Q: Is it safe to get the X-rays needed for this classification?
Hip radiographs involve exposure to ionizing radiation, but they are commonly used in pediatric orthopedics when clinically indicated. Facilities generally aim to use the lowest exposure that still provides diagnostic quality. Questions about imaging frequency are best discussed with the treating team.
Q: How much does it cost to get a Perthes lateral pillar classification?
There is usually no separate “classification fee,” because it is part of interpreting imaging and the orthopedic visit. Total cost depends on the clinic setting, insurance coverage, region, and whether additional imaging is needed. For out-of-pocket estimates, costs vary by clinician and case.

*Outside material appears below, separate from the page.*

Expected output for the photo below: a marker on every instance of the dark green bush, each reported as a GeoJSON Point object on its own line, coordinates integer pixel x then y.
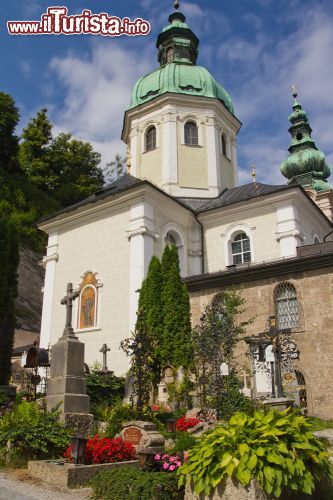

Q: How long do the results “last”?
The label itself remains in the medical record, but the hip’s appearance can change as the condition progresses and heals. Follow-up imaging is often used to reassess the disease stage and overall alignment. The classification is best viewed as a snapshot at a point in time.
Q: Can a child go to school, play sports, drive, or work with Perthes disease?
Activity decisions are individualized and depend on symptoms, hip motion, disease stage, and clinician recommendations. Some children may continue many normal routines with modifications, while others may need more restrictions for a period. Guidance varies by clinician and case, and this classification alone does not determine what activities are appropriate.